Parenting is hard. Thankfully, we have a God who reveals Himself to us as father and has given us a guide to better parenting. In the Bible, we find specific instructions (like Ephesians 6), we find parables (like the story of the prodigal son), and we see some stories of people who parented well and quite a few who did so poorly that they will really boost your parenting self-esteem.
Eli was the high priest of Israel, and that made him the leader of the nation.
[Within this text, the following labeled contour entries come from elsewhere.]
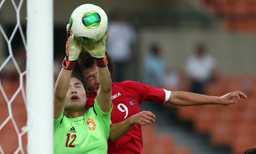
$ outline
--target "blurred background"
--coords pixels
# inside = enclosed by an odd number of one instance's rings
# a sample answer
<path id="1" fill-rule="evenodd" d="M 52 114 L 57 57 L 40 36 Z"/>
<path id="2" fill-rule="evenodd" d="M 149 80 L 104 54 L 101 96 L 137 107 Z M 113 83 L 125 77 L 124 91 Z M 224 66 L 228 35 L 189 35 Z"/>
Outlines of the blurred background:
<path id="1" fill-rule="evenodd" d="M 21 92 L 12 98 L 24 80 L 20 72 L 26 70 L 20 34 L 26 34 L 26 1 L 22 5 L 20 2 L 0 3 L 0 144 L 7 154 L 18 148 L 17 130 L 21 131 L 27 120 Z M 152 126 L 142 127 L 144 153 L 241 154 L 256 146 L 256 0 L 54 3 L 54 79 L 65 56 L 66 26 L 70 15 L 79 5 L 92 3 L 102 8 L 109 18 L 107 51 L 116 64 L 113 81 L 138 81 L 211 96 L 239 90 L 248 97 L 227 107 L 144 102 L 142 110 L 152 111 L 156 120 Z M 22 28 L 17 28 L 17 21 Z M 8 43 L 6 38 L 11 38 Z M 35 39 L 44 41 L 40 36 Z M 15 60 L 5 61 L 10 51 Z M 11 99 L 10 111 L 6 101 Z M 10 113 L 14 118 L 2 125 Z M 26 135 L 22 139 L 25 147 Z"/>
He was charged with the spiritual leadership of God’s people. We’re first introduced to him in 1 Samuel where we find him ministering to Hannah as she is struggling with her inability to have children of her own. When Eli discovers that Hannah is barren, he blesses her by saying, “Go in peace, and the God of Israel grant your petition that you have made to him.” (1 Sam 3:17, ESV).
Hannah has a baby and names him Samuel. To honor a commitment she made to the Lord, she takes him to the temple and gives him to Eli so that he can be raised in the temple. Hannah’s heart wasn’t to drop her child off at church and pick him up later as a committed believer. Instead, it was out of a passion and promise that signified how badly she wanted her son to know God. She said it this way, “As soon as the child is weaned, I will bring him, so that he may appear in the presence of the Lord and dwell there forever.” (1 Sam 3:22, ESV)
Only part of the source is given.